ARDD-Legal Aid has recently established a new psychosocial support unit for its beneficiaries from the refugee as well as the local community, which is being provided as a complementary, yet essential service to the organization’s legal services, which have been provided for several years on a large scale to beneficiaries.
The new psychosocial support service was established in ARDD-Legal Aid with essential assistance from the experienced Clinical Psychologist, and social researcher, Tamara Marcello. Dr. Marcello came to Jordan around four years ago and it was then when her keenness for humanitarian work emerged, thus she started working for multiple NGOs and charity societies before joining ARDD-Legal Aid last August.
– “In the past there was no focus in NGOs on mental health in general and particularly on psychosocial support”, says Dr. Marcello, “Now organizations are focusing more on this significant aspect, and establishing the psychosocial support unit in ARDD-Legal Aid is an example of this new focus”.
- You used to work with vulnerable groups before coming to Jordan but your work was different from what you have been doing in Jordan, tell us more about that.
– When I started my working life, I worked with male maximum security prisoners, which is quite different from what I have been doing since then and here in Jordan. But I wrote my PhD thesis on gender based violence, and have worked with many vulnerable groups including women victims of violence. I believe that all people who have faced hardships and have been in big crises have it within them to improve their own lives. They deserve assistance, support, and compassion – whether they are men or women, prisoners or gender based violence victims, adults or children. We should not forget that we all are human.

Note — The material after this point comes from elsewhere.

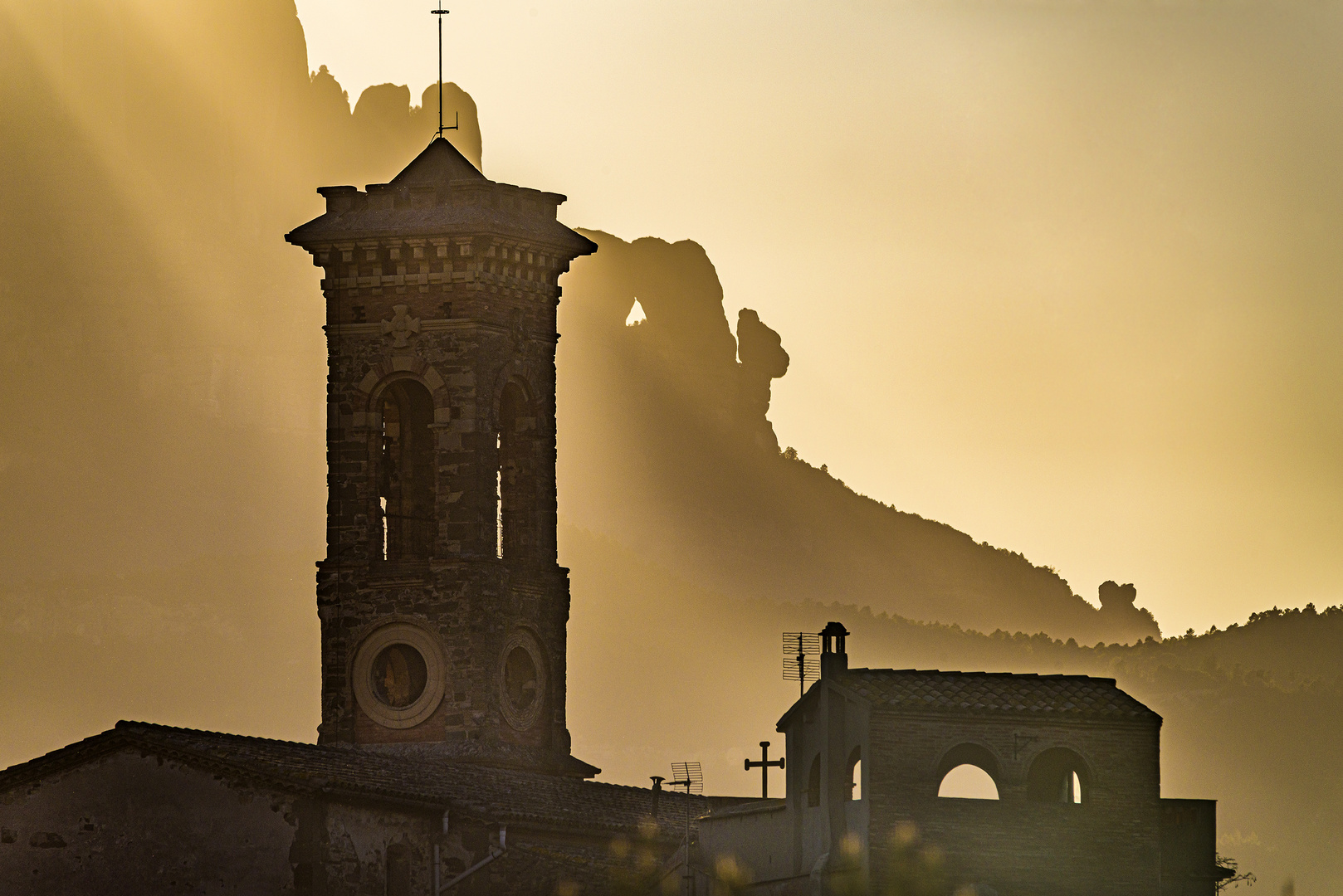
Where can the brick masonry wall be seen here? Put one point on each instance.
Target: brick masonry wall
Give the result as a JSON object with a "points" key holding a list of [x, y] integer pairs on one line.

- In your opinion, what is the significance of having a psychosocial support unit at ARDD-Legal Aid?
– People generally don’t feel comfortable seeing a psychosocial specialist because of the social stigma, which could possibly hinder some people from seeing a specialist even if they feel the need for that. What is different about the service in ARDD-Legal Aid however is that people actually come to see their lawyers in the ARDD-Legal Aid community center, which is a training and info hub, but at the same time they have the option of seeing a psychosocial support specialist to help them confidentially, and that all comes without having to let anyone know they actually are seeking psychological help. On the other hand, integrating legal services with psychosocial services is new not only to ARDD-Legal Aid as an organization, but is also entirely new to Jordan. I personally have seen it being implemented in some of the countries in the west but on a limited scale whereas what we are doing in ARDD-Legal Aid’s psychosocial support unit is unique.
- How do cases get referred to the psychosocial support unit?
– Mainly people contact us either through our emergency line, which is the same line that receives beneficiaries’ calls for the legal unit. The case managers refer them, and sometimes lawyers in the legal unit refer some cases to the psychosocial support unit when the case needs to talk or take a consultation from a specialist, or through the work that Voice team does in the field -Voice is a project that gives voice to Syrian refugees through different platforms, such as sessions and focus groups. We also started recently establishing agreements with other organizations to generate a bilateral referral system.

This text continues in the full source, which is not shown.